20世紀から21世紀への変わり目に、日本社会は、なぜかくも狂言師・野村万之丞を必要としたのだろうか。写真集『萬歳樂』をめくるたびにこんな感慨が湧いてくる。1998年長野パラリンピッックの閉会式演出を前哨戦として、2001年に「真伎楽」および「マスクロードプロジェクト」をスタートさせて以降、アテネ五輪の聖火歓迎楽劇に至る万之丞の活躍には目を瞠るものがある。

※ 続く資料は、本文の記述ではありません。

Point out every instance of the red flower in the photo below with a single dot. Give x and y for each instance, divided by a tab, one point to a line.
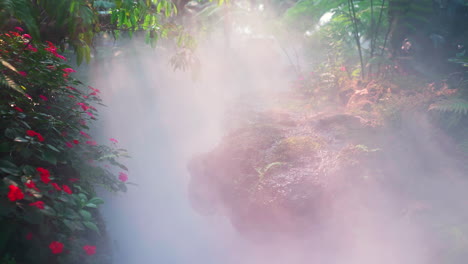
38	204
15	193
33	133
83	106
18	109
56	247
68	70
56	186
90	114
66	189
94	89
60	56
123	177
52	49
31	48
31	185
40	137
90	250
91	143
45	174
84	134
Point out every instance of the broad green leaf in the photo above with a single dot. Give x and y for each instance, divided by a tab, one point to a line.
96	200
91	226
9	168
85	215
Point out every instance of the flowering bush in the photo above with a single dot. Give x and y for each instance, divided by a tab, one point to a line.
49	164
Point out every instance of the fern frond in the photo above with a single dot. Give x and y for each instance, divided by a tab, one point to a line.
454	105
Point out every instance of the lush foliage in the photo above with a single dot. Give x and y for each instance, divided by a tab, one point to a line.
49	164
77	22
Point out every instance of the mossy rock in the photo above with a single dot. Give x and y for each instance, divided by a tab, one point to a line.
295	147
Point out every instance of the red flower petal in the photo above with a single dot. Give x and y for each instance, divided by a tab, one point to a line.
56	247
38	204
15	193
123	177
66	189
90	250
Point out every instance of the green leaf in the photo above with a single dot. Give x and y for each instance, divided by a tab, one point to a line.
52	148
5	147
85	215
49	156
91	205
70	213
9	168
20	139
91	226
96	200
12	132
48	211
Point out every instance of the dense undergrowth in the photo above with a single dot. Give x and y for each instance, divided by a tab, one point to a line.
49	164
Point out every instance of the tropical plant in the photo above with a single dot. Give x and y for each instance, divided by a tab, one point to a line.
49	164
77	22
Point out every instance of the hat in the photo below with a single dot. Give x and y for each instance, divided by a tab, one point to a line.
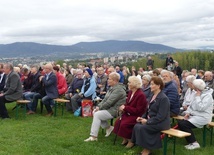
89	71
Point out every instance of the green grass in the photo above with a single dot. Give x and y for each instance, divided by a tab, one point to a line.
65	135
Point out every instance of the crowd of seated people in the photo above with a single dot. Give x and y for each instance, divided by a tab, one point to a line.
51	81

東大寺・正倉院に遺された伎楽面を手がかりに23面を復元して平安初期に途絶えた伎楽を復元する「真伎楽」公演には韓国、北朝鮮、米国へと広がり、「萬狂言」は欧米数都市で上演された。さらには「怪談狂言」「女狂言」「復元・阿国歌舞伎」といった新ジャンル開拓が本年6月10日の死の直前まで続けられたのである。
伊藤美露が万之丞を撮り始めたのは米国在住時の2002年の「真伎楽」ワシントン公演から。「大きくゆっくり遠くを見る」を家訓とする野村家の八世野村万蔵を襲名すべく咲いて散ったこの客人(マレビト)最晩年の躍動を、そのデジタル写真は見事なまでに写し取っている。
巻末の「野村万之丞を語る」には、中曽根康弘氏(日韓協力委員会会長)をはじめとして各界から66人が文章を寄せているが、いずれも万之丞芸術への期待と哀惜とがにじむ。その理由は万之丞自身の言葉に明らかだ。「21世紀はアジアの時代といわれる。真伎楽はアジアとは何かを伝え、文化交流だけではなく、文化共有の時代の到来を告げるのである」(『マスクロードー幻の伎楽再現の旅』)。
日本を発し、シルクロードを経由して西方へと伝搬する文んか共有ことが、野村万之丞、伊藤美露、そしてこの写真集に関わったすべての人々の願いなのだと思う。